“I think we are close to achieving most of our objectives,” he added.
Violence and death in Iraq today are sharply down, Cheney said, while Iraqis are firmly on the path to democracy after decades of cruel and despotic rule under Saddam.
“We’ve seen a significant reduction in the overall level of violence, more now than any time since we’ve been there in the spring of ’03,” Cheney said. “We’ve seen the elimination of one of the world’s worst regimes. We’ve seen the Iraqis write a constitution [and] hold three national elections.”
The United States and Iraq signed two agreements that became effective Jan. 1, Cheney said, that underscore Iraq’s status as a sovereign nation and call for the eventual withdrawal of U.S. forces from Iraqi soil. The strategic framework agreement establishes the foundation of a long-term bilateral relationship between the United States and Iraq, while the status-of-forces agreement stipulates how U.S. forces are affected by Iraqi laws.
“All of those things, I think, by anybody’s standard would be evidence of significant success,” Cheney said. “And I think we’re very close to achieving what it is we set out to do five years ago when we first went into Iraq.”

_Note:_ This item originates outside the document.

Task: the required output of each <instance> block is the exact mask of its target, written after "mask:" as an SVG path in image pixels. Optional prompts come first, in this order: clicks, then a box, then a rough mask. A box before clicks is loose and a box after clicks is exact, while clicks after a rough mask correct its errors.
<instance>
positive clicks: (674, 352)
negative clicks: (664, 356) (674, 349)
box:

On New Year’s Day, the Iraqi government assumed authority for the Baghdad compound – known generically as the Green Zone — that contained the U.S. military headquarters as well as the top U.S. diplomatic office in Iraq. Senior-level U.S. military and diplomatic offices in Iraq were transferred to the new U.S. Embassy in Iraq, which also is in Baghdad.
Cheney saluted the U.S.-coalition military campaign launched in March 2003 that toppled Saddam’s regime by early April of that year. The fugitive dictator was captured by U.S. forces in December 2003 and was tried and found guilty for his crimes by an Iraqi court. He was executed on Dec. 29, 2006.
Saddam, the vice president said, had “totally underestimated” President George W. Bush’s resolve to either coerce the dictator to resign or kick him out by military force.
Saddam had directed “one of the most despicable regimes of the 20th century,” Cheney said. The late dictator, he said, had “started two wars, had killed hundreds of thousands of people – including many of his own – with weapons of mass destruction.”
Before the onset of hostilities, Bush provided Saddam the opportunity to surrender his power and leave Iraq forever, but the dictator refused, Cheney noted.
Instead of departing Iraq, Saddam attempted “to bluff his way through,” the vice president said. “And we called his bluff.”